1

If we want to calculate the squared distance between 2 vectors, $x$ and $y$, we use the dot product:

$$||x-y||^2 = (x-y)(x-y)^T = xx^T - 2xy + yy^T$$

The question is, how to generalize this concept to more than one vector, i.e. calculating the Euclidean Distance Matrix between two sets of vectors, $X$ and $Y$.

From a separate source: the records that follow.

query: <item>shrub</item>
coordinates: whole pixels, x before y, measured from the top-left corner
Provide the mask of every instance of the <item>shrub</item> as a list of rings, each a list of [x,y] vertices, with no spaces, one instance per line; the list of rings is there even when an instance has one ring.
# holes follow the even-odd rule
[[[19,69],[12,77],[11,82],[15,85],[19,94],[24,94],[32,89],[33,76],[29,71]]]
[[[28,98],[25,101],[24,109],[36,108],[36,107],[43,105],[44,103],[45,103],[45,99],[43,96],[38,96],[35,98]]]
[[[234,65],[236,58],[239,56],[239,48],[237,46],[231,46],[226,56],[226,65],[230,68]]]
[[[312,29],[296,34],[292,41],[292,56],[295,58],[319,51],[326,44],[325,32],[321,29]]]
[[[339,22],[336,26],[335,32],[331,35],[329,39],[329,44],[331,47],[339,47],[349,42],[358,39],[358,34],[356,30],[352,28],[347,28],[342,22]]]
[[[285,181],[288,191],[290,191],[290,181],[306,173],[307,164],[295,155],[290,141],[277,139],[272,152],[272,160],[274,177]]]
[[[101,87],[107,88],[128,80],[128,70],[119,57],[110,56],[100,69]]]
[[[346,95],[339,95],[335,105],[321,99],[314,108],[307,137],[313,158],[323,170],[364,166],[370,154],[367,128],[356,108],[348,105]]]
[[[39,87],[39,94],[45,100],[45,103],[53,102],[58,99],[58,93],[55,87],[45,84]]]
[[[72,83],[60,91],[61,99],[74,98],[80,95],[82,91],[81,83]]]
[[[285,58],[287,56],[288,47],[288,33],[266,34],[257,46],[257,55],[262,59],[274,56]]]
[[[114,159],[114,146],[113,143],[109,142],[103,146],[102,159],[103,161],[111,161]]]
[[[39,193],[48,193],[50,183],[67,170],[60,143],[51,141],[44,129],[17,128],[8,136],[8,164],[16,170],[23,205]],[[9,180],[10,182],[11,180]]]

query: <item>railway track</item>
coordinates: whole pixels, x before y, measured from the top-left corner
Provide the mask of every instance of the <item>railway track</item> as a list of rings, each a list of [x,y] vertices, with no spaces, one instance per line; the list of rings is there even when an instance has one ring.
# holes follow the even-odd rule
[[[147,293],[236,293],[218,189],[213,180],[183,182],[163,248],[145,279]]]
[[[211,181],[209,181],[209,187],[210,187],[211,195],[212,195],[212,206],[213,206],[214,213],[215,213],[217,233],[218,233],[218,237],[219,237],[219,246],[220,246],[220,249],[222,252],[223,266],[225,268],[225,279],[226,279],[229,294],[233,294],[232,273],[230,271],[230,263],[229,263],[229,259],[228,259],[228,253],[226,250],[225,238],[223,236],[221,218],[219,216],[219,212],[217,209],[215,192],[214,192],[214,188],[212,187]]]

In this article, the author states the method of vectorizing the calculation of the Euclidean Distance Matrix:

  def compute_distances_no_loops(self, X):
        dists = -2 * np.dot(X, self.X_train.T) + np.sum(self.X_train**2, axis=1) 
                + np.sum(X**2, axis=1)[:, np.newaxis]
        return dists

But I don't see where this came from. How could the above formula be derived?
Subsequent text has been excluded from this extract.